I wanted to find out how to extract the quotes and authors from the first page of http://quotes.toscrape.com/ ONLY if the author's name is not Albert Einstein.
<div class="quote">
<span class="text">
"some quote"
</span
<span>
"by "
<small class="author">Albert Einstein</small>
</span>
<span class="text">
"some quote"
</span
<span>
"by "
<small class="author">J.K. Rowling</small>
</span>
I've done some searching and the closest things I can find are these posts, but these only refers to not scraping if the attribute is not equal to something and not if the value is not equal to something.
1 XPath for elements with attribute not equal or does not exist
2 Xpath test for ancestor attribute not equal string
3 How to use "not" in xpath?
4 Using not() in XPath
I currently have...
class AllSpider(scrapy.Spider):
name = 'working'
start_urls = [
'http://quotes.toscrape.com/',
]
def parse(self, response):
divs = response.xpath("//div[@class='quote']")
for div in divs:
l = ItemLoader(item=AllItems(), selector=div)

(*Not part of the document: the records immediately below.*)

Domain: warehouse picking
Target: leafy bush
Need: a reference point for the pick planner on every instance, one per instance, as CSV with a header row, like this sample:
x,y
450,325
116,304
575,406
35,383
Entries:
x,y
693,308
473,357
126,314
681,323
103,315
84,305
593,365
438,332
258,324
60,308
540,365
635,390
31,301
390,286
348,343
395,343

l.add_xpath('title', ".//span[@class='text']/text()")
l.add_xpath('name', ".//small[@class='author']/text()")
yield l.load_item()
class AllItems(scrapy.Item):
link = scrapy.Field()
title = scrapy.Field()
name = scrapy.Field()
domain = scrapy.Field()
and have tried the following, but it doesn't seem to do anything and I get the same results as without the added code. Any help would be appreciated!!! The only other way I could think of doing this is post crawl when I can use pandas to filter the outputted .csv file, but if there's a way to do it through scrapy, I would love to learn it!
def parse(self, response):
divs = response.xpath("//div[@class='quote']")
for div in divs:
l = ItemLoader(item=AllItems(), selector=div)
if l.add_xpath('name', ".//small[@class='author']/text()") != 'Albert Einstein':
l.add_xpath('title', ".//span[@class='text']/text()")
l.add_xpath('name', ".//small[@class='author']/text()")
yield l.load_item()